I’m a practitioner, developer, and teacher of emergent methodologies for individual and collective healing that holistically integrate animism, somatics, and justice.

There are two basic premises to my practice that deeply interact with each other:

  1. Cultures are in fact bodies, or rather ‘cultural somas’, that emerge from networks of relationships. Cultural somas are intangible in nature yet can functions similarly to our own body that has a delicate nervous system. This fractal relationship between individual and cultural somas shows us that all somas, large and small, are meant to be in co-healing with each other.
  2. The above-mentioned cultural somas are also fields in which all intangible ‘beings’, ones our elder cultures referred to as ancestors, spirits, and goddesses/gods, exist. Even abstract concepts such as white supremacy or misogyny exist as beings in this field. This shows us that we are all a part of a common field and the healing of tangible beings like ourselves is interconnected with the healing of intangible beings that for the greater networks of relationships that we all commonly belong to.

I sometimes describe my animist-somatic work as cultural somatics.

I currently offer coaching and consulting services for:

  • 1-on-1 and group facilitation work that addresses oppressions such as white supremacy as trauma itself.
  • Social activist organizing that is built upon the foundations of trauma-informed somatic healing, such as relationship building, unconditional positive regard, and titration (working gently and slowly in processing emotional material to avoid re-traumatization).
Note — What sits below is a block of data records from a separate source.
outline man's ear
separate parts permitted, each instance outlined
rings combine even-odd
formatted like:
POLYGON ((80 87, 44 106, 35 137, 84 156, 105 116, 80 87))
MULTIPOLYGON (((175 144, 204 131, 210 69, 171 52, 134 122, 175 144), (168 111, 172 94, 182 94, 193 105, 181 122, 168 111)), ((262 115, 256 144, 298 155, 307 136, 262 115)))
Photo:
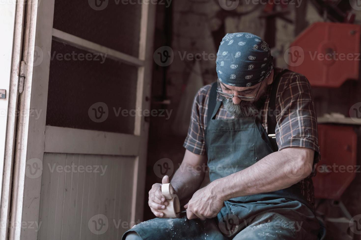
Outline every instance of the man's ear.
POLYGON ((273 69, 272 69, 271 71, 271 73, 270 73, 269 76, 266 79, 268 85, 270 85, 273 82, 273 74, 274 73, 273 69))

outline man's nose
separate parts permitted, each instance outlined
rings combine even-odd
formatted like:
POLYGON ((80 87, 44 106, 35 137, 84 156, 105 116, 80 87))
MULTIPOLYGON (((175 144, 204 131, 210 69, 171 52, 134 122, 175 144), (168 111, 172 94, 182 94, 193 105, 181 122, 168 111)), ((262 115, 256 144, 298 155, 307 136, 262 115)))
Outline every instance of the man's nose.
POLYGON ((238 97, 233 97, 232 99, 232 101, 233 101, 233 103, 234 104, 239 104, 239 103, 241 102, 242 101, 238 97))

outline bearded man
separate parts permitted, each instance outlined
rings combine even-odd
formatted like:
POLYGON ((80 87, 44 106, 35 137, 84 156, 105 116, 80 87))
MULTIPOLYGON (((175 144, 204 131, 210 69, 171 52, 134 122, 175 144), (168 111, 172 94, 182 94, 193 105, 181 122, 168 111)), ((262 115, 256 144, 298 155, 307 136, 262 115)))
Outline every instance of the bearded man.
MULTIPOLYGON (((181 200, 190 198, 186 216, 147 221, 123 239, 317 239, 311 87, 304 76, 274 68, 273 59, 257 36, 225 36, 218 79, 195 96, 184 158, 170 182, 181 200), (206 164, 209 172, 199 171, 206 164), (206 173, 210 182, 199 189, 206 173)), ((161 186, 153 185, 148 201, 160 217, 169 204, 161 186)))

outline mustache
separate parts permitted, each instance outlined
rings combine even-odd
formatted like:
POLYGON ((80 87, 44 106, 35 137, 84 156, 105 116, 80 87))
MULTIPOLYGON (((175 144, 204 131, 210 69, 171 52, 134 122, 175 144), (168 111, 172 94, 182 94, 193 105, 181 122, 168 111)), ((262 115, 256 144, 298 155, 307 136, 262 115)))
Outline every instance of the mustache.
POLYGON ((233 103, 231 98, 223 98, 222 102, 225 108, 230 113, 236 118, 255 117, 266 102, 269 95, 270 86, 268 86, 265 93, 256 101, 242 100, 238 104, 233 103))

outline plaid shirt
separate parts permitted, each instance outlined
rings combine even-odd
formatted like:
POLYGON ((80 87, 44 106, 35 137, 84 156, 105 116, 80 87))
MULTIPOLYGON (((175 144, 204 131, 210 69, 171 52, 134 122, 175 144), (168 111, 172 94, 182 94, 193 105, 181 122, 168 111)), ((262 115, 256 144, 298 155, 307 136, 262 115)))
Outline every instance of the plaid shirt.
MULTIPOLYGON (((274 68, 276 76, 283 70, 274 68)), ((183 146, 197 154, 205 153, 204 132, 207 126, 207 114, 208 99, 211 85, 205 86, 200 89, 193 101, 188 134, 183 146)), ((222 97, 217 95, 217 100, 222 101, 222 97)), ((262 125, 268 131, 268 105, 269 98, 263 108, 260 109, 262 125)), ((317 119, 312 100, 310 83, 306 77, 299 73, 290 71, 280 77, 276 98, 276 110, 277 126, 275 130, 276 139, 279 150, 286 148, 306 148, 315 151, 314 163, 320 160, 318 145, 317 119), (282 114, 277 114, 282 113, 282 114)), ((223 104, 216 116, 216 119, 234 118, 223 106, 223 104)), ((311 177, 316 175, 313 171, 308 177, 297 184, 302 194, 307 200, 313 205, 314 189, 311 177)))

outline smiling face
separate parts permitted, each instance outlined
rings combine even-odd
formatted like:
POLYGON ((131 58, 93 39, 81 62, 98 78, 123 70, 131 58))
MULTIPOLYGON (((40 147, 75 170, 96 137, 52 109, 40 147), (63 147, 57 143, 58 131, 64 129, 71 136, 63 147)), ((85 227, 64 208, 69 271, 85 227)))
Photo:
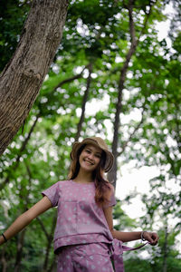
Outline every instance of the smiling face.
POLYGON ((80 166, 86 171, 93 171, 101 159, 101 149, 92 144, 88 144, 80 155, 80 166))

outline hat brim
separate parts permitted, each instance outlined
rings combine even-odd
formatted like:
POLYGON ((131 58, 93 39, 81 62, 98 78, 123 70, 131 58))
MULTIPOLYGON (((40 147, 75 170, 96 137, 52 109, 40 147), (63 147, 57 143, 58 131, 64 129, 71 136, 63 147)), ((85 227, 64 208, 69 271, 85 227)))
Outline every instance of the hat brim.
POLYGON ((106 163, 105 163, 104 170, 105 170, 105 172, 109 172, 112 169, 113 162, 114 162, 114 156, 110 151, 109 151, 105 148, 102 148, 102 146, 100 146, 97 141, 95 141, 91 138, 86 138, 81 142, 75 141, 72 145, 72 151, 70 154, 71 159, 71 160, 77 159, 78 151, 81 149, 81 147, 82 145, 87 145, 87 144, 93 144, 93 145, 100 148, 106 153, 106 163))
I also teach courses at the Ritual as Justice School.

Background of practice

My practice draws upon these main lineages:

  • Schools of modern creative and somatic therapies such as dance movement therapy, somatic sex education, Hakomi Method, and expressive arts therapy (which I am certified in through Langara College and is my main training). I acknowledge that these lineages of modern therapy derive much of their healing resource from the traditional practices of cultures of color as well as European folk cultures.
  • Asian/Japanese ancestral embodiment lineages from energy medicine to martial arts that I have immersed myself in through self-practice and research (I am a fluent Japanese reader/speaker). There is a great ocean of knowledge here but people who have been particularly influential are Kenji Ushiro, Hideo Takaoka, and Corky Quakenbush (Please note that I am not a practitioner who can explicitly instruct on the arts I draw from).
  • Animist-indigenous ritual and ancestral healing, a lot of which I have absorbed through my ongoing collaboration with Dare Sohei. Other inspirations for animism in my work include Sobonfu Some, Malidoma Some, and various writings on Wetiko (an Algonquin word for a cannibalistic spirit).
  • Street dance, particularly ‘popping’, an umbrella term for mechanical street dances that emerged from black and brown communities of the West Coast of Turtle Island during the early 1970s.